Domain nucleation kinetics and polarization-texture-dependent electronic properties in two-dimensional α-In2Se3 ferroelectrics

Abstract

Two-dimensional (2D) ferroelectric semiconductors, such as α-In₂Se₃ with switchable spontaneous polarization and superior optoelectronic properties, exhibit large potential for functional device applications. The electric transport properties and device performance of 2D α-In₂Se₃ are strongly sensitive to the ferroelectric domain structures and polarization textures, but they are rarely explored at the atomic scale.
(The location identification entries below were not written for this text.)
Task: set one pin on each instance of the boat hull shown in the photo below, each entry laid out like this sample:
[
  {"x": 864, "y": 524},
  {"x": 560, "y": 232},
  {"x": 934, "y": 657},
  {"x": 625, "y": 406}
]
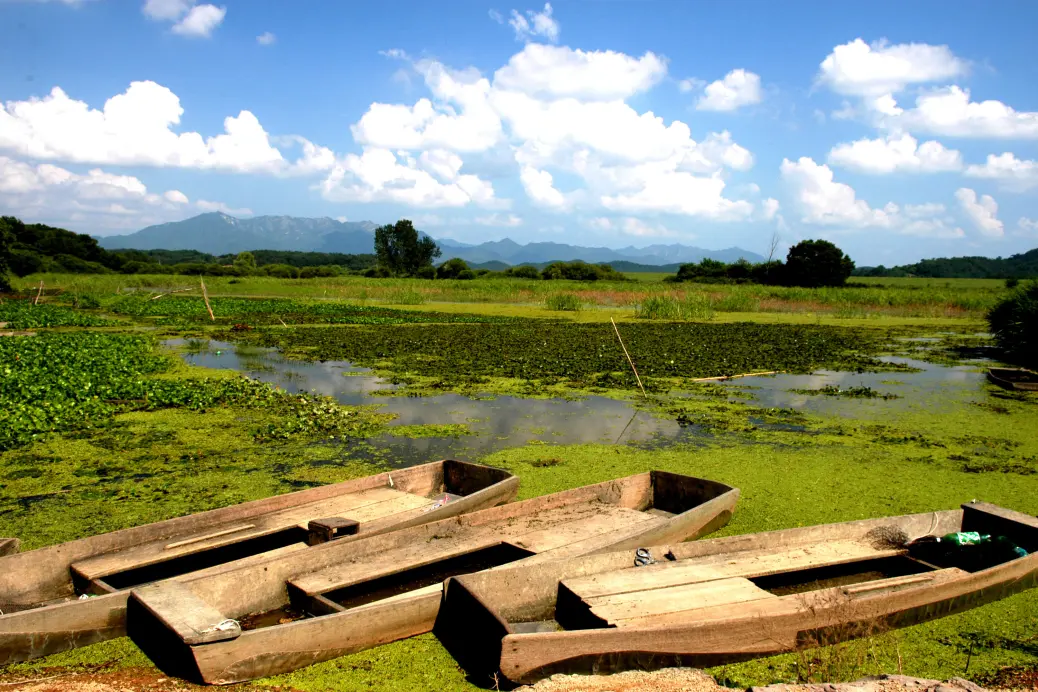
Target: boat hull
[
  {"x": 1009, "y": 379},
  {"x": 710, "y": 605},
  {"x": 284, "y": 647},
  {"x": 41, "y": 630}
]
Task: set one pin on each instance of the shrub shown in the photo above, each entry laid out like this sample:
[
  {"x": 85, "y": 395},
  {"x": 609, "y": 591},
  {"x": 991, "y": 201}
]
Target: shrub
[
  {"x": 281, "y": 271},
  {"x": 567, "y": 302},
  {"x": 817, "y": 264},
  {"x": 580, "y": 271},
  {"x": 1014, "y": 323},
  {"x": 451, "y": 269},
  {"x": 523, "y": 272},
  {"x": 693, "y": 307},
  {"x": 322, "y": 271}
]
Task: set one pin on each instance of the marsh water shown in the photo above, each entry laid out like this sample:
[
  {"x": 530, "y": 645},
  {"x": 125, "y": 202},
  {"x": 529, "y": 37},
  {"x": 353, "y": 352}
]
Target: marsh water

Herein, by a combination of first-principles calculations and a developed domain switching theory, we report the domain nucleation kinetics and polarization-texture dependent electronic properties in α-In₂Se₃ ferroelectrics. Our calculated results reveal that the reversed domains characterized by armchair boundaries tend to form triangular or stripped shape. The energy barrier for propagating domain boundaries is ∼1.42 eV and can be reduced by loading external electric field, which is responsible for driving the evolution of domain structures. Moreover, the domain switching leads to notable changes in the band gap and carrier spatial distribution of α-In₂Se₃ monolayer, resulting in higher electric resistance of multi-polarization domain structures than that of single-polarization state. The domain structures of multilayer α-In₂Se₃ follow a layer-by-layer switching mechanism, which causes the transition of electronic structures from self-doped p–n junctions to type-II semiconductor homojunctions. This study not only provides an in-depth insight into the domain switching mechanisms of α-In₂Se₃ but also opens up the possibility to tailor their electronic and transport properties.